NetApp reported CDOT node unit shipments increased 69% year-to-year in 4Q15 – a downtick from the 95% growth achieved in 3Q15 as the benefits of the transition acceleration program enacted earlier in 2015 began to lessen. As customers evaluate IT modernization campaigns, including the shift to software-defined storage models, with a sharp focus on total cost of ownership (TCO) and business value, it becomes increasingly imperative that NetApp becomes a strategic advisor for customers. The company noted some marketing challenges in 2014 and 2015 that TBR believes were especially troublesome as customers sometimes turned to other IT providers to accelerate real-world business outcomes.

As NetApp goes up against multiplatform peers including HPE, IBM and, later in 2016, an expected combined Dell and EMC entity, we believe it will be critical for NetApp to amplify its marketing initiatives with channel partners and technology partners such as Cisco. This combined with the NetApp’s transformation plan and new leadership will facilitate a more aggressive and focused organization, better poised to drive this go-to-market transformation to accelerate CDOT and broader software-defined storage sales.

SolidFire provides new fuel for NetApp’s flash storage and CDOT strategies

Customers increasingly turn to flash storage to accelerate mission critical workload performance, as solid state drive (SSD) prices decline and niche and mainstream pureplay vendors alike invest heavily in solution development. For its part, NetApp has struggled to capture fast-growing demand for flash solutions against delayed and mismanaged product rollouts, leading to the discontinuation of its Flash Array offering. In February 2016, NetApp closed its $870 million acquisition of all-flash systems provider SolidFire.

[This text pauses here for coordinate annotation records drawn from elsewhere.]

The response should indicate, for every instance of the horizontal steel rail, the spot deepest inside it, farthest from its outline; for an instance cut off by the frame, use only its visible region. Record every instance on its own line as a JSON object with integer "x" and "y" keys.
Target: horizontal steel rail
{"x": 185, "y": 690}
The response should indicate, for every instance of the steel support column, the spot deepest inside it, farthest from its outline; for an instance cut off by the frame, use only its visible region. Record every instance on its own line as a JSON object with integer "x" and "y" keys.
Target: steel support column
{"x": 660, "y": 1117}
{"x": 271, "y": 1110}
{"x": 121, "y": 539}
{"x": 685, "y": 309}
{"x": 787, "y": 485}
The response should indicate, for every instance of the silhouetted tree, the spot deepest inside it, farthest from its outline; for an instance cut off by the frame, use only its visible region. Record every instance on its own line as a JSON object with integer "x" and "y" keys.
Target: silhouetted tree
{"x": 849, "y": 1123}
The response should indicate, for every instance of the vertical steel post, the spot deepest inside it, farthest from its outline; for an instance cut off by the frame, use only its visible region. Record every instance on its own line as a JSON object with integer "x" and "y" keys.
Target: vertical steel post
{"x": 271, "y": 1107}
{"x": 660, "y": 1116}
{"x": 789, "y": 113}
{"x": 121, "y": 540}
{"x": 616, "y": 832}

SolidFire will help NetApp accommodate the flash storage requirements of large-scale, multitenant data centers. As a result, it carries the opportunity to rejuvenate NetApp’s storage business and provide critical fuel to revenue and profits as demand for stand-alone spinning disk arrays declines.

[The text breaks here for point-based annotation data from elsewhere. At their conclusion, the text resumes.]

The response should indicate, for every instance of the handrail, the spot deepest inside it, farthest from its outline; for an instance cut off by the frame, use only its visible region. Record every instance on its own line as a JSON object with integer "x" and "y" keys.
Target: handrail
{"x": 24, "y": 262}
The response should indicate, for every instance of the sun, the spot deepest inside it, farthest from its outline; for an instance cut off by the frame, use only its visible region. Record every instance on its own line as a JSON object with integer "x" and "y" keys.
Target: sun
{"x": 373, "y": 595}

SolidFire brings to NetApp a scalable, software-defined flash storage architecture that has gained traction with large service providers, including Rackspace, globally. TBR believes the integration of SolidFire with NetApp’s mature brand cachet creates accretive opportunity for NetApp to capitalize on the creep of hyper-scalability into large enterprises.

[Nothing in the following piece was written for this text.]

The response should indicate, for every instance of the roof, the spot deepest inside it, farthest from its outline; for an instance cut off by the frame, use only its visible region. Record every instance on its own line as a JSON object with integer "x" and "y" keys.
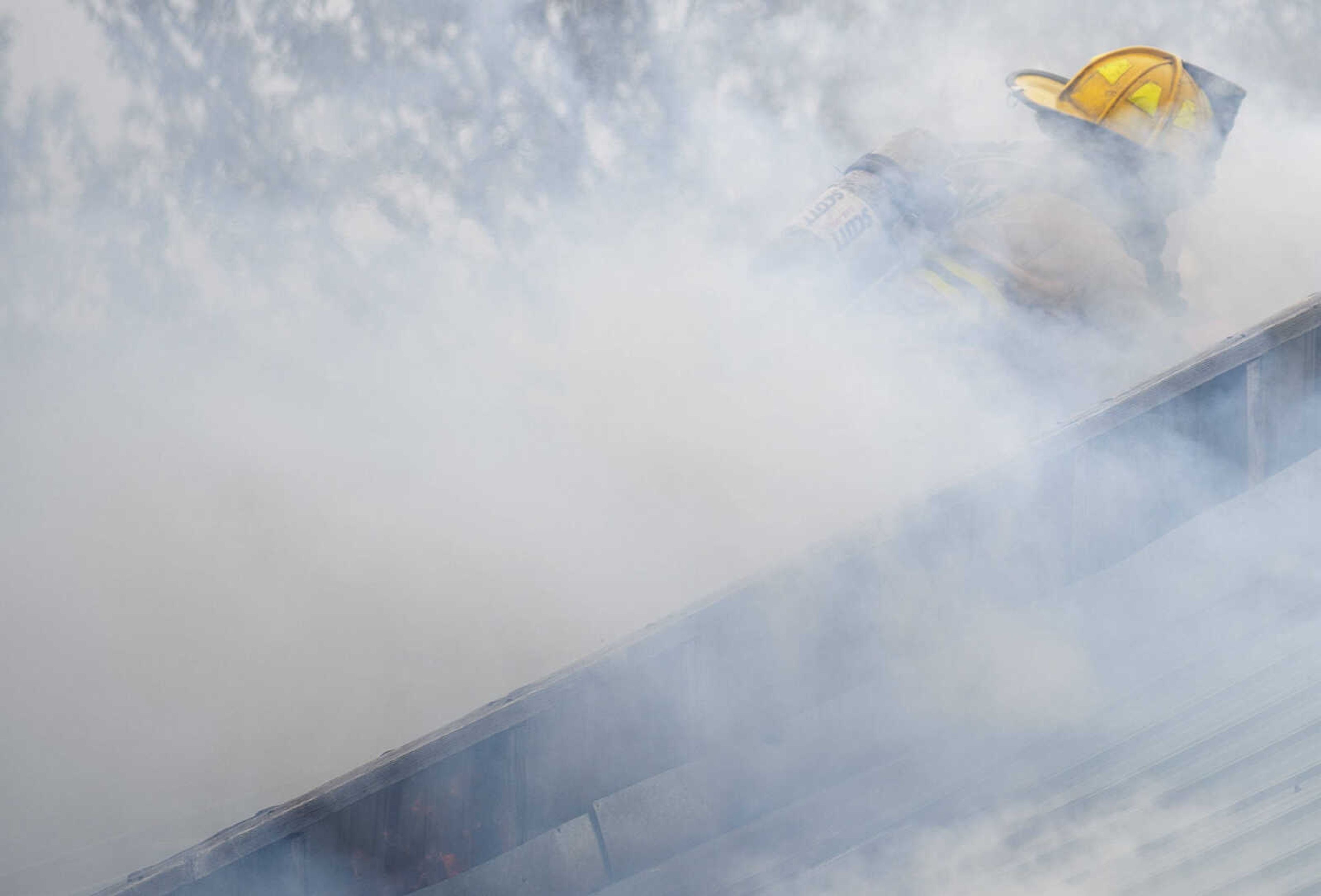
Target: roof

The SolidFire architecture will augment NetApp’s CDOT-led Data Fabric strategy, which centers on providing seamless data integration and management and accelerated workload performance across hybrid clouds. As customers turn to hybrid cloud models to increase the performance and agility of business critical workloads, TBR believes that NetApp will find many opportunities to differentiate with SolidFire.